Puppeteer:如何只等待第一个响应 (HTML)

Puppeteer: how to wait only first response (HTML)

我正在使用 puppeteer-cluster 来抓取网页。

如果我在每个网站上同时打开很多页面(8-10 页),连接速度会变慢并且会出现很多超时错误,如下所示:

TimeoutError:超出导航超时:超过 30000 毫秒

我只需要访问每个页面的 HTML 代码。我不需要等待 domcontentloaded 等等。

有没有办法告诉 page.goto() 只等待网络服务器的第一个响应?或者我需要使用其他技术来代替人偶操作?

domcontentloaded 是第一个 html 内容的事件。

The DOMContentLoaded event fires when the initial HTML document has been completely loaded and parsed, without waiting for stylesheets, images, and subframes to finish loading.

以下内容将在加载初始 HTML 文档时完成加载。

await page.goto(url, {waitUntil: 'domcontentloaded'})

但是,您可以阻止图像或样式表以节省带宽并在一次加载 10 个页面时加载得更快。

将下面的代码放在正确的位置(在使用 page.goto 导航之前),它将停止加载图像、样式表、字体和脚本。

await page.setRequestInterception(true);
page.on('request', (request) => {
    if (['image', 'stylesheet', 'font', 'script'].indexOf(request.resourceType()) !== -1) {
        request.abort();
    } else {
        request.continue();
    }
});

@user3817605,我有完美的代码给你。 :)

/**
 * The methods `page.waitForNavigation` and `frame.waitForNavigation` wait for the page
 * event `domcontentloaded` at minimum. This function returns a promise that resolves as
 * soon as the specified page `event` happens.
 * 
 * @param {puppeteer.Page} page
 * @param {string} event Can be any event accepted by the method `page.on()`. E.g.: "requestfinished" or "framenavigated".
 * @param {number} [timeout] optional time to wait. If not specified, waits forever.
 */
function waitForEvent(page, event, timeout) {
  page.once(event, done);
  let fulfill, timeoutId = (typeof timeout === 'number' && timeout >= 0) ? setTimeout(done, timeout) : -1;
  return new Promise(resolve => fulfill = resolve);
  function done() {
    clearTimeout(timeoutId);
    fulfill();
  }
}

你要求一个函数只等待第一个响应,所以你像这样使用这个函数:

page.goto(<URL>); // use .catch(() => {}) if you kill the page too soon, to avoid throw errors on console
await waitForEvent(page, 'response'); // after this line here you alread have the html response received

这正是您所要求的。但请注意 "response received" 与 "complete html response received" 不同。第一个是响应的开始,最后一个是响应的结束。所以,也许您想使用事件 "requestfinished" 代替 "response"。事实上,您可以使用 puppeteer Page 接受的任何事件。他们是: 关闭、控制台、对话框、domcontentloaded、错误、frameattached、framedetached、framenavigated、加载、指标、pageerror、弹出窗口、请求、requestfailed、requestfinished、响应、workercreated、workerdestroyed。

尝试使用这些:requestfinished 或 framenavigated。也许它们适合你。

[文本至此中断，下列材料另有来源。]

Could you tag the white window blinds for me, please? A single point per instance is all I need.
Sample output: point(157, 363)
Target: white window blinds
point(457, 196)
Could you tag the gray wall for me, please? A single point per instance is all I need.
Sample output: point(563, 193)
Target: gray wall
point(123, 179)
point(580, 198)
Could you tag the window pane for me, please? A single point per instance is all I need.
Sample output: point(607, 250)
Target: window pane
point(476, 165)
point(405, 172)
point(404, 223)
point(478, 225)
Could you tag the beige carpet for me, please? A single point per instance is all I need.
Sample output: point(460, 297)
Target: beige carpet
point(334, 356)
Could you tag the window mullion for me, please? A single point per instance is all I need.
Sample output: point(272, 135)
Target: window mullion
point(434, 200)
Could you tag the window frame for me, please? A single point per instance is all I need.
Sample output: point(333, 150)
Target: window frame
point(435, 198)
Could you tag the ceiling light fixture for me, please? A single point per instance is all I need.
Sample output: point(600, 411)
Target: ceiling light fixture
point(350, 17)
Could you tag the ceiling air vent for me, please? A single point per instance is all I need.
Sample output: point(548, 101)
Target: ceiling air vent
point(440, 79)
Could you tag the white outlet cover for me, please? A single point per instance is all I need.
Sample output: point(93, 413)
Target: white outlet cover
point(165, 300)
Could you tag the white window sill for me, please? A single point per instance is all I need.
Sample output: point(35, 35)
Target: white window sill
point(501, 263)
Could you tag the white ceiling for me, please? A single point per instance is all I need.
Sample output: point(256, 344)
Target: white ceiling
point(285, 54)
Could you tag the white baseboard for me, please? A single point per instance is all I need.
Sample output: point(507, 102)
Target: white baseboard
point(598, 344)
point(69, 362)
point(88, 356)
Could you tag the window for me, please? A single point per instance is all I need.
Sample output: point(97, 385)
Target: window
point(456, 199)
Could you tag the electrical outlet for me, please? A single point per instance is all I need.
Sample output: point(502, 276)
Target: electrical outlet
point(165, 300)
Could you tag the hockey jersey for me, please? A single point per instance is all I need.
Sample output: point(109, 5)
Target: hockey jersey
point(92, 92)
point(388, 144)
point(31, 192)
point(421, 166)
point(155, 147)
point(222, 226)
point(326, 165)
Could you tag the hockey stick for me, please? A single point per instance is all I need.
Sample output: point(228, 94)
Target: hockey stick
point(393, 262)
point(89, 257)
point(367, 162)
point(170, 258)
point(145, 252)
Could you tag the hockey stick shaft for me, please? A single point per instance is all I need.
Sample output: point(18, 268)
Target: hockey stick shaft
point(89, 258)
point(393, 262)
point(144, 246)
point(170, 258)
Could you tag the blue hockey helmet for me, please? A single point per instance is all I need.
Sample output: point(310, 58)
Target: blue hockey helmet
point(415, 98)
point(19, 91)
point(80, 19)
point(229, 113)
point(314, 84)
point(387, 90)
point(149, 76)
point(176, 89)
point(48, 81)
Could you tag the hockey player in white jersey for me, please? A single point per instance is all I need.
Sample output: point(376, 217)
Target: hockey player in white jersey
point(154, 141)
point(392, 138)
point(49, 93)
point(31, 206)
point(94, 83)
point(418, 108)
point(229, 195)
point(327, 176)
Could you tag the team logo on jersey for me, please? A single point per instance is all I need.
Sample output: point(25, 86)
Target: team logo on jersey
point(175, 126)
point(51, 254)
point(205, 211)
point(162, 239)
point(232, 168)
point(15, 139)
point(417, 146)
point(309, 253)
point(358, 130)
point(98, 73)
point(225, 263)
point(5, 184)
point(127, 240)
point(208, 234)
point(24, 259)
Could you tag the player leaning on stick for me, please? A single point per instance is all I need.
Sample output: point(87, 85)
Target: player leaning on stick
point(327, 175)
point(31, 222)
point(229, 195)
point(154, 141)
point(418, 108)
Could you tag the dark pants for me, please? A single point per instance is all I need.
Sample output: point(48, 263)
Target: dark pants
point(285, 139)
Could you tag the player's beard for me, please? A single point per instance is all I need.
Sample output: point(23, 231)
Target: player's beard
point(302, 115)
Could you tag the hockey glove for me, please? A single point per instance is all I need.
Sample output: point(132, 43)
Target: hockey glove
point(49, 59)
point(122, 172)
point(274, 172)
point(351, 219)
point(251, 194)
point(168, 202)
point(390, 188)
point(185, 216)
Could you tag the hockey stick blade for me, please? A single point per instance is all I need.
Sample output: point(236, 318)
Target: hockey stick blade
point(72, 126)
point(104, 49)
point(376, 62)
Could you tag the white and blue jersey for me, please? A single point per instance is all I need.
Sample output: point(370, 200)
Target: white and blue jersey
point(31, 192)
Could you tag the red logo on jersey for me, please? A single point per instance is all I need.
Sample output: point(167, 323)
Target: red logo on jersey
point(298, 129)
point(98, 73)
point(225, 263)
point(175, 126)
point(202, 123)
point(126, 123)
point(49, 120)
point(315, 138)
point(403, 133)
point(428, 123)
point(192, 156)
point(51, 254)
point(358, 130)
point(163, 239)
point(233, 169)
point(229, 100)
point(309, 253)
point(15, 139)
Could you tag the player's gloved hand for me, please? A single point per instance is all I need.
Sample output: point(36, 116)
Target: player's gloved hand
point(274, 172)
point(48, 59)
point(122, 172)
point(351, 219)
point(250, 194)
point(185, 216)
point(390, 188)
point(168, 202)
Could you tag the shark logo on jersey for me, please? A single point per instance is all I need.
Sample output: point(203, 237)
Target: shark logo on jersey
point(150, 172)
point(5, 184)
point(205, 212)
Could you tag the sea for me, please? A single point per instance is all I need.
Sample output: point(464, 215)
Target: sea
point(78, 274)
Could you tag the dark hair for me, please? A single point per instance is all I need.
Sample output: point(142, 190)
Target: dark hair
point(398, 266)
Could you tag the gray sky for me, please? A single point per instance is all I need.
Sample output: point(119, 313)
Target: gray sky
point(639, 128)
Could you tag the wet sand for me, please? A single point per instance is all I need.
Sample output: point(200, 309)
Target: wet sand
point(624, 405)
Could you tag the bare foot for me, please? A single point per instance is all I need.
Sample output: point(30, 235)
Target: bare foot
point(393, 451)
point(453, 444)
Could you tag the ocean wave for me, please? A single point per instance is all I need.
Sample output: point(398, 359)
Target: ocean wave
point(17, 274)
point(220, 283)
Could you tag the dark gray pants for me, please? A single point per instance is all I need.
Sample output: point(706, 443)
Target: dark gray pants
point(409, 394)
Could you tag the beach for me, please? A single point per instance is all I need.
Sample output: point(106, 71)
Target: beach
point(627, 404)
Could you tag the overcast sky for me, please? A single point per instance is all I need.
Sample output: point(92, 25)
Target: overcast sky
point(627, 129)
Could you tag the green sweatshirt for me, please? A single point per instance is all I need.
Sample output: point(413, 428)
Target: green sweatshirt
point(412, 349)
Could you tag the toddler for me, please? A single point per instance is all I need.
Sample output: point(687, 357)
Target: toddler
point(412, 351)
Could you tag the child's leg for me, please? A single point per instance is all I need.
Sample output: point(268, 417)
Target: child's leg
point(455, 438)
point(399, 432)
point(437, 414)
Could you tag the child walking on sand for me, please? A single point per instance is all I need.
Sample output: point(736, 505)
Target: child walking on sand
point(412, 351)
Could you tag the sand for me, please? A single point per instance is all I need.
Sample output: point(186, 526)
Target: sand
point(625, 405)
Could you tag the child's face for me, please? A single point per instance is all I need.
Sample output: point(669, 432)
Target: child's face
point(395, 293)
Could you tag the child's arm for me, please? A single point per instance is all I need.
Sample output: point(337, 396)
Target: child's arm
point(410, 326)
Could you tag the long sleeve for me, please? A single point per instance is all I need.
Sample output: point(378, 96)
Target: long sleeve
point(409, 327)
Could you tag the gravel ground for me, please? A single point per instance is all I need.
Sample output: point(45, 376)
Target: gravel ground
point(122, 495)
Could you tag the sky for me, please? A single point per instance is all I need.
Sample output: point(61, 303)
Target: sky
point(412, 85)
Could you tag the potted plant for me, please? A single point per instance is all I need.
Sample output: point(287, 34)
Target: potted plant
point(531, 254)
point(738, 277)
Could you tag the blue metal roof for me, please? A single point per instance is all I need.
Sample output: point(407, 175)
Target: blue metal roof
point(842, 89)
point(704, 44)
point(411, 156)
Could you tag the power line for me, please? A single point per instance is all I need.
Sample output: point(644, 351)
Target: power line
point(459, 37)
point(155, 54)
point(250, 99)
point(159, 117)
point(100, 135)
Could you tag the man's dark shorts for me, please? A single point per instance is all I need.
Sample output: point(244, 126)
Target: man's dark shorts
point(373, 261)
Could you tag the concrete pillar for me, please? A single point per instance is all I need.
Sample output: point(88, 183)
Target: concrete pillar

为了帮助您决定哪一个最适合您,您可以像这样设置一个测试代码:

const puppeteer = require('puppeteer');

/**
 * The methods `page.waitForNavigation` and `frame.waitForNavigation` wait for the page
 * event `domcontentloaded` at minimum. This function returns a promise that resolves as
 * soon as the specified page `event` happens.
 * 
 * @param {puppeteer.Page} page
 * @param {string} event Can be any event accepted by the method `page.on()`. E.g.: "requestfinished" or "framenavigated".
 * @param {number} [timeout] optional time to wait. If not specified, waits forever.
 */
function waitForEvent(page, event, timeout) {
  page.once(event, done);
  let fulfill, timeoutId = (typeof timeout === 'number' && timeout >= 0) ? setTimeout(done, timeout) : -1;
  return new Promise(resolve => fulfill = resolve);
  function done() {
    clearTimeout(timeoutId);
    fulfill();
  }
}

(async () => {
  const browser = await puppeteer.launch();
  const page = await browser.newPage();
  const cdp = await page.target().createCDPSession();
  await cdp.send('Network.enable');
  await cdp.send('Page.enable');
  const t0 = Date.now();
  page.on('request', req => console.log(`> ${Date.now() - t0} request start: ${req.url()}`));
  page.on('response', req => console.log(`< ${Date.now() - t0} response: ${req.url()}`));
  page.on('requestfinished', req => console.log(`. ${Date.now() - t0} request finished: ${req.url()}`));
  page.on('requestfailed', req => console.log(`E ${Date.now() - t0} request failed: ${req.url()}`));

  page.goto('https://www.google.com').catch(() => { });
  await waitForEvent(page, 'requestfinished');
  console.log(`\nThe page was released after ${Date.now() - t0}ms\n`);
  await page.close();
  await browser.close();
})();

/* The output should be something like this:

> 2 request start: https://www.google.com/
< 355 response: https://www.google.com/
> 387 request start: https://www.google.com/tia/tia.png
> 387 request start: https://www.google.com/images/branding/googlelogo/1x/googlelogo_color_272x92dp.png
. 389 request finished: https://www.google.com/

The page was released after 389ms

*/

我可以看到另外两种方法来实现您想要的:使用 page.waitForResponsepage.waitForFunction。让我们看看两者。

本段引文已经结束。